But ever since my failure to teach science at the old charter school, I like to look at what real science classes are teaching. The continuation students are all officially enrolled in different classes (some called "Earth Science," others called "Integrated Science"), but today, the regular teacher is having them all follow the same emergency lesson plan.
They are to watch a National Geographic video on "Ocean Drifters" -- various invertebrates who live in the sea -- and answer a few fill-in-the-blank questions based on video quotes. It's possible that I could have shown a video like this to my seventh graders that year for life science. It might also have fit the sixth grade curriculum -- as that was the year of transition from "earth science" (old CA standards) to "integrated science" (new NGSS standards).
Most of the problems occur in first and especially fifth periods. This is probably because the other classes had more mature seniors, while first and fifth are mostly sophomores with a few juniors. In first period, some students refuse to answer the questions. But this is taken to another level in the fifth period class.
Once again there may be a domino effect of bad behavior, so let me start from the top. Sometimes I turn off all the lights when watching videos, but this time I want to leave one set of lights on so that the students can see their papers. But then students complain, saying that there's enough daylight coming in from between the blinds that they can still see their papers.
Meanwhile, this is a 53-minute video for a 55-minute class, so there's very little time for anything else, including attendance. I decide to take one minute at the start of class for passing out papers and one minute at the end for collecting them. I tell the students that I'll take attendance by collecting the worksheets and matching the names on the papers to the names on the roster. Not only does this save time (recall my goal "avoid lengthy warm-ups"), but it also allows me to match student names to student misbehavior. If a student acts out, I don't know his or her name -- but when I collect the papers, I can see whose paper is blank. Most likely, the misbehaving student has a blank paper -- but that student most likely wouldn't turn in the paper at all unless I force him/her to, by telling the students that the papers count as attendance.
As the video begins, some students sit at desks while others sit at lab stations, since there is no real seating chart. In all classes, the students at lab stations are worse-behaved than those at desks -- especially in fifth period. One group at a lab station takes the papers on which they're supposed to be writing notes and crumples them up. Then they pour water on the papers (from the lab station) and throw them at each other as spitballs!
I remind the students that the papers count as their attendance, and so if they don't turn them in, they are at risk of being marked absent. But then one guy -- who, by the way, isn't throwing spitballs and in fact actually has notes on his paper -- complains that this isn't fair. And by "complain," I mean use the F-word. He tells me that it's wrong for me to mark people absent just because they don't turn in the paper (even though he's not in danger of being marked absent).

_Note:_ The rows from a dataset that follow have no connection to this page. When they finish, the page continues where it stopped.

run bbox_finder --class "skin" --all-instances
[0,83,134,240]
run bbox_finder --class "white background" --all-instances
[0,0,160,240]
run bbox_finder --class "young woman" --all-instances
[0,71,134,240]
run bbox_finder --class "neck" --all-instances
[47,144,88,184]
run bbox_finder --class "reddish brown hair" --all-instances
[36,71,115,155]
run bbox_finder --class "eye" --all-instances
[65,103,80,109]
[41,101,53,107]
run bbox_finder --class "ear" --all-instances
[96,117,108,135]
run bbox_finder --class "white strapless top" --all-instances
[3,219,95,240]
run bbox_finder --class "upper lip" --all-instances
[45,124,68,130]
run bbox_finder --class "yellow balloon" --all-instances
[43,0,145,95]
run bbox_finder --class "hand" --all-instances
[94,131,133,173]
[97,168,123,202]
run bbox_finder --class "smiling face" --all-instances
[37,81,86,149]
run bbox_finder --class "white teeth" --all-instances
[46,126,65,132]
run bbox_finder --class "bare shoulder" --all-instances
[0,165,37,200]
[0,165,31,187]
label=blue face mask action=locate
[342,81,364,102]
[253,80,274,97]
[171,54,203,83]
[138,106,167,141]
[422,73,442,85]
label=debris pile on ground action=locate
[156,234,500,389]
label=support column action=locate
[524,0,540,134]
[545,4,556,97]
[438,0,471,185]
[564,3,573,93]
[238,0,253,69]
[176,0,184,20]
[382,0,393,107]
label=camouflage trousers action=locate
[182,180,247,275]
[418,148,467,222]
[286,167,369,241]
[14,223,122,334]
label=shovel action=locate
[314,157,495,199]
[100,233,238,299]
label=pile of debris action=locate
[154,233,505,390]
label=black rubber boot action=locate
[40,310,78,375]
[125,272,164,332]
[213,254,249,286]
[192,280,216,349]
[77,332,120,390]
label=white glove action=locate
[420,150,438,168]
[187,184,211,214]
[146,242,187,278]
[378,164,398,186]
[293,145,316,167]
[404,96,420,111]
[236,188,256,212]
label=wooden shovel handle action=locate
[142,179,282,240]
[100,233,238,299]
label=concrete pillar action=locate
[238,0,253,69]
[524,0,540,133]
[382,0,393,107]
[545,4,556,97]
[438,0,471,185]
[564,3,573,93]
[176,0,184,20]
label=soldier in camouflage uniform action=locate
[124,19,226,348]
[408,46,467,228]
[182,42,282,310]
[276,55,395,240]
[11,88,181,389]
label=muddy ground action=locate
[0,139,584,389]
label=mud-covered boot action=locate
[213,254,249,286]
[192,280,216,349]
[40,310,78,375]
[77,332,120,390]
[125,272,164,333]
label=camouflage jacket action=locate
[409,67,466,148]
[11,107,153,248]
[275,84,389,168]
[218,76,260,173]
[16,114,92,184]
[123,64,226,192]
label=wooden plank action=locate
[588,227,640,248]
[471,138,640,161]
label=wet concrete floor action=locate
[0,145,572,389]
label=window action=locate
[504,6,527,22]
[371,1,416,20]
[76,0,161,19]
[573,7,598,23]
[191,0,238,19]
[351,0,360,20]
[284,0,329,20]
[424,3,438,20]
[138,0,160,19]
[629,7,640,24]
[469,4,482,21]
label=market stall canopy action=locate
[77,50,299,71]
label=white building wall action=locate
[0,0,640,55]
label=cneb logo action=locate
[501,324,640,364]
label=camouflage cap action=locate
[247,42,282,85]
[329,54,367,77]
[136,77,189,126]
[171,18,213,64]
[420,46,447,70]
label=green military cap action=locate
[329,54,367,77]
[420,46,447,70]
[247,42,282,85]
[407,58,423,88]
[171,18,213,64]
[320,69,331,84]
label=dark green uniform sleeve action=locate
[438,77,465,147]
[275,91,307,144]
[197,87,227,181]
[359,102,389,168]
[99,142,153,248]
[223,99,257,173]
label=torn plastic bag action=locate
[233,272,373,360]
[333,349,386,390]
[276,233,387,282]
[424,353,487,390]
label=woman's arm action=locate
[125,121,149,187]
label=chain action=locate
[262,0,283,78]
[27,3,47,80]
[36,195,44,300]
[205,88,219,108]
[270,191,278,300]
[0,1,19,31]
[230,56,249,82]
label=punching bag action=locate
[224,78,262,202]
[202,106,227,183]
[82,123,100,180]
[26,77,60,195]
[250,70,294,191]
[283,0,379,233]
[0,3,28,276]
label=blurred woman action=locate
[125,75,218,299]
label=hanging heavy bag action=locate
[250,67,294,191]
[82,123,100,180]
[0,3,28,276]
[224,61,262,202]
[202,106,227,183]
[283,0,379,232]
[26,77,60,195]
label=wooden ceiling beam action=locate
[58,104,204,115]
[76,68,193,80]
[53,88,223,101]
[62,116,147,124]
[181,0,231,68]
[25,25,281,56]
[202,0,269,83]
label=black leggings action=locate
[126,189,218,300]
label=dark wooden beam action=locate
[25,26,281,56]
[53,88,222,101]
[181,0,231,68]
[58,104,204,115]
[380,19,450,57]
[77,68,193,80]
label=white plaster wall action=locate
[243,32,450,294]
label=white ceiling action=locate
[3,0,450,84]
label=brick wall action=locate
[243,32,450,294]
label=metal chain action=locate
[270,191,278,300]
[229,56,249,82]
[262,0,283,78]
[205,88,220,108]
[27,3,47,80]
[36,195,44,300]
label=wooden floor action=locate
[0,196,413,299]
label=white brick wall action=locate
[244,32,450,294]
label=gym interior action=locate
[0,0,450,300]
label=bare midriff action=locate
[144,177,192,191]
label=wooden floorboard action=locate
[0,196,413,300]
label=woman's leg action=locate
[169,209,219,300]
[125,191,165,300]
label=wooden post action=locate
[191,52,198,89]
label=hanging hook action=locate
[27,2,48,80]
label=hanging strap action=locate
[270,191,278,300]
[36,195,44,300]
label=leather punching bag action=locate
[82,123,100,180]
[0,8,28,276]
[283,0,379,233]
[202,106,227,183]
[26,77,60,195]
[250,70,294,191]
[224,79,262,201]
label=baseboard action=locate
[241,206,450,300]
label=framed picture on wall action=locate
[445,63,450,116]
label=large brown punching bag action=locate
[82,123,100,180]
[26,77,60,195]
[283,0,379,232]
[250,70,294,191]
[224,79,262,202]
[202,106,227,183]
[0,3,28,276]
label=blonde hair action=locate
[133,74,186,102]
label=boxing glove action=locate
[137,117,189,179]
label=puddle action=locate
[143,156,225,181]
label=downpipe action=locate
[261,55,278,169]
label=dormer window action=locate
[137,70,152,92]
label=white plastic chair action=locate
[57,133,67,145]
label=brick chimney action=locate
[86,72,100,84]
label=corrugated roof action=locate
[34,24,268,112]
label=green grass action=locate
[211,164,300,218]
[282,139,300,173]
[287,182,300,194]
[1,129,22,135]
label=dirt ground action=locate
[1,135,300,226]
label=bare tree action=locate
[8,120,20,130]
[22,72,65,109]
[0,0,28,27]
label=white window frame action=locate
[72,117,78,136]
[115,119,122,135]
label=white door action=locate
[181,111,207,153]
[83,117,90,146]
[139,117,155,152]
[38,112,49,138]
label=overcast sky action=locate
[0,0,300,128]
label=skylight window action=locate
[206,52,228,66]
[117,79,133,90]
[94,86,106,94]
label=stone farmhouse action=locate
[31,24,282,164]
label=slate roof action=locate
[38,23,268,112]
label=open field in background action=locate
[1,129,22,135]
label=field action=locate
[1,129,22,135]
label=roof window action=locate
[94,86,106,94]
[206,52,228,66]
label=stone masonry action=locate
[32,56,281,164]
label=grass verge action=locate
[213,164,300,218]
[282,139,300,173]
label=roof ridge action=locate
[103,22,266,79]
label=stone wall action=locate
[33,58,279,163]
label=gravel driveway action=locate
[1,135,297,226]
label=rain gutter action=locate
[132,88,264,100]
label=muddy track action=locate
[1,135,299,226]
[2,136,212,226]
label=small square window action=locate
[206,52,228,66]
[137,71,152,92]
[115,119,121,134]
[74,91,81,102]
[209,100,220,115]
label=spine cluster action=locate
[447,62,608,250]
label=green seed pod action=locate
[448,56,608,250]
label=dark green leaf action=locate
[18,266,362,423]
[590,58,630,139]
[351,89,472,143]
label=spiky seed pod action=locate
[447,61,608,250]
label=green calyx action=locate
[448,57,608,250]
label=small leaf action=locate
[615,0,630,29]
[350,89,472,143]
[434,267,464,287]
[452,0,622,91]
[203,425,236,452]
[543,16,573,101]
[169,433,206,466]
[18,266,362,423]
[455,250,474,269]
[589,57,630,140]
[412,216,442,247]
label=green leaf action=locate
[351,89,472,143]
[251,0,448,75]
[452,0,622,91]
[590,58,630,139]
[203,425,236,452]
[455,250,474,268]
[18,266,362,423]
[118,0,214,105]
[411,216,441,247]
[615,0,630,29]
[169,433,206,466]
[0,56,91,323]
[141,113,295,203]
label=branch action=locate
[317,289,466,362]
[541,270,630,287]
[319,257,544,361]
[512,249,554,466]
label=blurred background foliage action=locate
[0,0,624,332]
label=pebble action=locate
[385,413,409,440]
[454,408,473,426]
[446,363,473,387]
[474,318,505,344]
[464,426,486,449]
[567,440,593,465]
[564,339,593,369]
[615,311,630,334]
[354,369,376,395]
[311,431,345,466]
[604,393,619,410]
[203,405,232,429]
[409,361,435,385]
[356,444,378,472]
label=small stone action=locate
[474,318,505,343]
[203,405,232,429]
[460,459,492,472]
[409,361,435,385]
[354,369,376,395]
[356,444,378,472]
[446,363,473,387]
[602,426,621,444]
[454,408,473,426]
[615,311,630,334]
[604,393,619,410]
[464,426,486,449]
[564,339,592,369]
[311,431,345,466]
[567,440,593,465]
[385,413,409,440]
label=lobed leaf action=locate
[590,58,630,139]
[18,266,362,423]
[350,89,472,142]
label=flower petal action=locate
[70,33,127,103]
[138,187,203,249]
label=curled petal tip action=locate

There are several things going on here. First of all, I think back to Harry Wong, who gives new teachers some handy classroom management tips in his book. Wong recommends that teacher's don't take attendance out loud, since this is an error-prone process. It also leads to arguments, such as "That student isn't absent -- he's just in the office!" and so on.
Wong writes that if there's a seating chart, it should be used to take attendance. But this makes an assumption -- that the students are actually sitting in their assigned seats. Many times, students intentionally sit at wrong seats for subs. Since I don't have a seating chart today, I take attendance using worksheets. But this also makes an assumption -- that all of the students will actually turn the assignment in. I've tried this successfully on test days, since even the laziest students will still turn in a test. It doesn't work though for regular assignments.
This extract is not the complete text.